In his video essay "The Future of Writing About Games", Jacob Geller discusses the kinds of things people write about video games, and argues that when evaluating if a game was 'worth it' to buy, you shouldn't just look at how many hours you spent playing it. He proposes an alternative metric:
"What is the hour count that a game lives in your memory? How often do you think of it, reference it, dream about it?"
I haven't yet been able to put together a group to actually play Glitch yet, but I think of it often. A major element of all of Jenna's games is taking the 'ordinary' elements of life and highlighting their importance - often by elevating them to mythic significance: in Nobilis you are its god and protector, in Glitch it is your curse, and the quest system introduced in Chuubo's and used again in Glitch, the ordinary is often given equal weight to the fantastic. It's not surprising to me then, that her works come to mind so regularly. Rarely a day goes by when I don't encounter something and wonder how it would fit into a a Glitch character - as a bane, technique or miraculously empowered item.

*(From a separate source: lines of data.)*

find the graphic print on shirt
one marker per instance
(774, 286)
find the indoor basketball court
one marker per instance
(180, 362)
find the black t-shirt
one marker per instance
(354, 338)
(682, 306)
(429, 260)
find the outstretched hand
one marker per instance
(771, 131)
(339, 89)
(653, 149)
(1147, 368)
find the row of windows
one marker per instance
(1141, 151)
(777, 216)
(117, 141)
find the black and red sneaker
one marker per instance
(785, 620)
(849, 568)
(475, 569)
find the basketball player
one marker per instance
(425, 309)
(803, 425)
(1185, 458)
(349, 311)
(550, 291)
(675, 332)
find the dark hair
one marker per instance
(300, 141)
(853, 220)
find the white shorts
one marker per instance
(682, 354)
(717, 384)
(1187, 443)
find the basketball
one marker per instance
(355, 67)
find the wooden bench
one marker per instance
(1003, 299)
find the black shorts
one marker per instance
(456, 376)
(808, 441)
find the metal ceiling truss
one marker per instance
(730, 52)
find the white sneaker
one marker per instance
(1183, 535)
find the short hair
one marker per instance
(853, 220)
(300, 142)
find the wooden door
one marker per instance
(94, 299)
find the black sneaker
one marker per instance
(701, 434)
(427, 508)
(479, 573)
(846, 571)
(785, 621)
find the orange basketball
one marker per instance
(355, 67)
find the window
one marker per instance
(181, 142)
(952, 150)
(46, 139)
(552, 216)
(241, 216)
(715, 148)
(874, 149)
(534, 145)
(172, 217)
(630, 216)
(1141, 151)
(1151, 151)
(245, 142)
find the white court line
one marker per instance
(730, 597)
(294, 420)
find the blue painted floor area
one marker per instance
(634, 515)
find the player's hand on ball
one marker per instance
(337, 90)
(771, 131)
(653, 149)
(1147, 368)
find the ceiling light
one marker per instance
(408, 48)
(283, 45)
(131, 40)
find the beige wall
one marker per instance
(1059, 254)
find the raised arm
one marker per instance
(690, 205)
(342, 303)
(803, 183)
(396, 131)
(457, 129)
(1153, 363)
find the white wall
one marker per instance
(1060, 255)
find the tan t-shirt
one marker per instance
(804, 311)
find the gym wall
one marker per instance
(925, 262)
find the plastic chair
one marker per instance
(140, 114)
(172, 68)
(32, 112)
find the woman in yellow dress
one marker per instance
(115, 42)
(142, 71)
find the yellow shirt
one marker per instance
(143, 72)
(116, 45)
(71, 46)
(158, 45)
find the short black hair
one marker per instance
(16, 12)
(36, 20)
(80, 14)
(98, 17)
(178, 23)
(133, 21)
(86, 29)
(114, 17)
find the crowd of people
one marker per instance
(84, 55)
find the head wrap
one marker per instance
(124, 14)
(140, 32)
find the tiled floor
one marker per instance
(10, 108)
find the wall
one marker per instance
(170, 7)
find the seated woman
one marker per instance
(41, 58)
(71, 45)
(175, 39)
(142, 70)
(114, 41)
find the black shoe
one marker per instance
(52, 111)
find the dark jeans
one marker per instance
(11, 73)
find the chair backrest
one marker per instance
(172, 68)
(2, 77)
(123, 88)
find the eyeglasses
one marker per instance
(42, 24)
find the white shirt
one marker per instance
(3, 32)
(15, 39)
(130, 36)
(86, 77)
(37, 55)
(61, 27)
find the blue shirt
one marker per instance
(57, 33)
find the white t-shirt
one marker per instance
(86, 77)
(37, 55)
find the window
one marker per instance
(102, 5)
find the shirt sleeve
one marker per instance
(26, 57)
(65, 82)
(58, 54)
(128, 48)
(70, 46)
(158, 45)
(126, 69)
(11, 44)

Something will happen to me, or I'll hear a story and I'll think - what kind of quest would this fit into?
In Jacob's video, he argues that reading powerful writing about a game will unlock a deeper understanding and appreciation of it - an RPG rulebook happens to exist in a space where it can be both the instructions on how to play, and a compelling explanation of itself and what it means, all at the same time. Dr. Moran is undoubtedly a master at merging these two goals into one text, and while I'm sure there are some people that might prefer something drier, I wouldn't trade it for the world.
It's going to be one of my favorite games, and one I think about for a long time, even if I never do get a group together. There are parts of the book that I go back to and re-read because the writing is just that funny, moving or uplifting. It's not something that you ususally look for in a RPG rulebook, but its one of my favorite things about it.